# Weller's valentine treat ;)



## wellerfeller (Jul 12, 2011)

Hi I have just picked Weller up from the groomers and I am really pleased with what they have done. 

It s a new shop 'THE PET EMPORIUM' that has been open about 6 weeks and I get all manner of supplies from there but usually do Weller's hair do's myself but after they have sent a couple of new clients my way I thought it only polite to return the favour and have them groom Weller.

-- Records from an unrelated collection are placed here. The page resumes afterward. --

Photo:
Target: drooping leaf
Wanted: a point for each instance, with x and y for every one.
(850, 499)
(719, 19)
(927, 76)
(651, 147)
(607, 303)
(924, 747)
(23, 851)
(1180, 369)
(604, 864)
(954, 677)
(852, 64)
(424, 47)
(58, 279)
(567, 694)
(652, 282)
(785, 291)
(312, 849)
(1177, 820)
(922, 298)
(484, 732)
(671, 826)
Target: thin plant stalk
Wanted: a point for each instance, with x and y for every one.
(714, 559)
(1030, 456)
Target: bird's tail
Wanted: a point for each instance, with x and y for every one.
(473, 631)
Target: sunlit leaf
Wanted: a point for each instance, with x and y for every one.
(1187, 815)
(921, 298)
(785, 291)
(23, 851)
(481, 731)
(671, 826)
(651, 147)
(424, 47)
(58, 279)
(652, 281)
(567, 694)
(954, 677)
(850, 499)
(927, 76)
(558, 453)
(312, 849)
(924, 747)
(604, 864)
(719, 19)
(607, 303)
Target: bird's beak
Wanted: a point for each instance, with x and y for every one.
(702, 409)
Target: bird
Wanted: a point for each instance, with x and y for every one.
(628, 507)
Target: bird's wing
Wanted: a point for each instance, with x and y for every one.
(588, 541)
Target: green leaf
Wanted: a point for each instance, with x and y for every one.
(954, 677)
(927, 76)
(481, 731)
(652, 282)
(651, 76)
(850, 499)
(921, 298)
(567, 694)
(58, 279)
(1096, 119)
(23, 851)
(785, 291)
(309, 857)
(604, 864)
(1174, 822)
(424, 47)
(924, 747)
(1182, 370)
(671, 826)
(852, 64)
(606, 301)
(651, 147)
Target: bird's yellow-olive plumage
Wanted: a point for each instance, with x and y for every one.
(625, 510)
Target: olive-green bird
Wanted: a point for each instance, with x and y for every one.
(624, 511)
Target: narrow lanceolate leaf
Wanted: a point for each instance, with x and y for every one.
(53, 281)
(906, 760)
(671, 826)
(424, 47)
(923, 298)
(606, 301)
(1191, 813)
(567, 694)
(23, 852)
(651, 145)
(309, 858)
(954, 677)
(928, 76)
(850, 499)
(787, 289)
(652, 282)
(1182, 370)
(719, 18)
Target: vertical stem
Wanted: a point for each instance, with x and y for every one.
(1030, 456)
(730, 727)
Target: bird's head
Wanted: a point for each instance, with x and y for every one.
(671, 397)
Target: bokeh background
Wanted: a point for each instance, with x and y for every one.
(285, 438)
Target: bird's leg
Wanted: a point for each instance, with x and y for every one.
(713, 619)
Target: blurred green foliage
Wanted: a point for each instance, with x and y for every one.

He looks gorgeous, shiney, smells lovely and has still retained his cockapoo look. If any of you are in the Watford area I can definately recommend using them. This was only his second trip to the pro's as he usually has to put up with me practising on him but thought he deserved a valentines treat


----------



## calli.h (Aug 29, 2011)

They have done a really nice job he look very handsome - If I was anywhere near I'd go - Arthur had a puppy trim about 3 weeks ago and came home looking permenantly shocked they had completely butchered his fringe and cut round his eyes too much - he looked very sorry for himself as if he knew what a plonker he looked! Luckily its starting to grow and he looks like my handsom boy again!


----------



## Sezra (May 20, 2011)

Oh he looks so handsome!  His coat looks like velvet! Daisy sends him a valentine kiss  x


----------



## RubyCockapoo (Feb 5, 2011)

He does look great - nice job, very shiny/silky.

Ian


----------



## Mrs Hippiechick (Jul 26, 2011)

OOOoooh Weller you handsome beast!

He looks fab, and so soft and snuggly


----------



## M&M's mummy (Jul 12, 2011)

Oh what a gorgeous boy- they have done a good job and his coat looks so shiny.


----------



## Turi (Jun 28, 2011)

Beautiful - and I forgot what a big Poo Weller is! Can't wait to see him (and you) again in March!


----------



## JoJo (Mar 2, 2011)

Mr Valentine  .. stay away from the ladies today Weller .. you look hot


----------



## colpa110 (Jul 5, 2011)

Yep, tall dark and handsome


----------



## Bertie Brown (Aug 12, 2011)

What a gorgeous boy!


----------



## Janev1000 (Oct 4, 2011)

He's gorgeous and it's encouraging to see good grooming experiences. Made me laugh about Aurthur - I thought Biscuit looked quite sulky after his groom! However, he has had a good roll in the mud with another puppy today and is starting to look a bit more like his old self - I prefer him 'shabby chic' to be honest - so will leave his coat longer in future.


----------



## lady amanda (Nov 26, 2010)

WOW!!! did they ever do a great job!!! wow! he looks like velvet!


----------



## Soo (Dec 16, 2011)

Ooooooh Shiny!

He looks stunning, they have done a really nice job on him.


----------



## Carol (Jun 12, 2011)

Weller looks gorgeous! what a fabulous cut!


----------



## Anna (Dec 6, 2011)

He looks lovely, thanks for posting this Karen I will definatly give them a visit when Rufus needs his first cut.


----------



## wellerfeller (Jul 12, 2011)

Thank you all for you lovely compliments! He does feel like velvet, he is getting lots of cuddles today. When he went to the first groomer, last year, I was pretty unimpressed but this time I have been pleasantly surprised.
Anna I would definately take Rufus there, the groomer is a spanish man called Manuel and normally Weller can be a bit wary of new men but he bounded right up to him and Manuel just sat having a Weller cuddle while asking what we wanted done. Jason and Laura own the shop and are really nice and their two shih tzu's are the shop dogs. The grooming area is able to be veiwed from the shop, is lovely and clean. I had no worries leaving him. When I visited the other day there was a very cute 16 week old cockapoo bitch having her first groom, she seemed perfectly happy there.


----------



## MillieDog (Jun 1, 2011)

Very nice groom. I love the fact that he still has chunky fluffy legs too. 
Can you pm me their contact details. think I may have to use them, especially after I've come back from the dog grooming course


----------



## JulesB (Mar 6, 2011)

Weller you gorgeous boy!! they've done a lovely job on him!!

xx


----------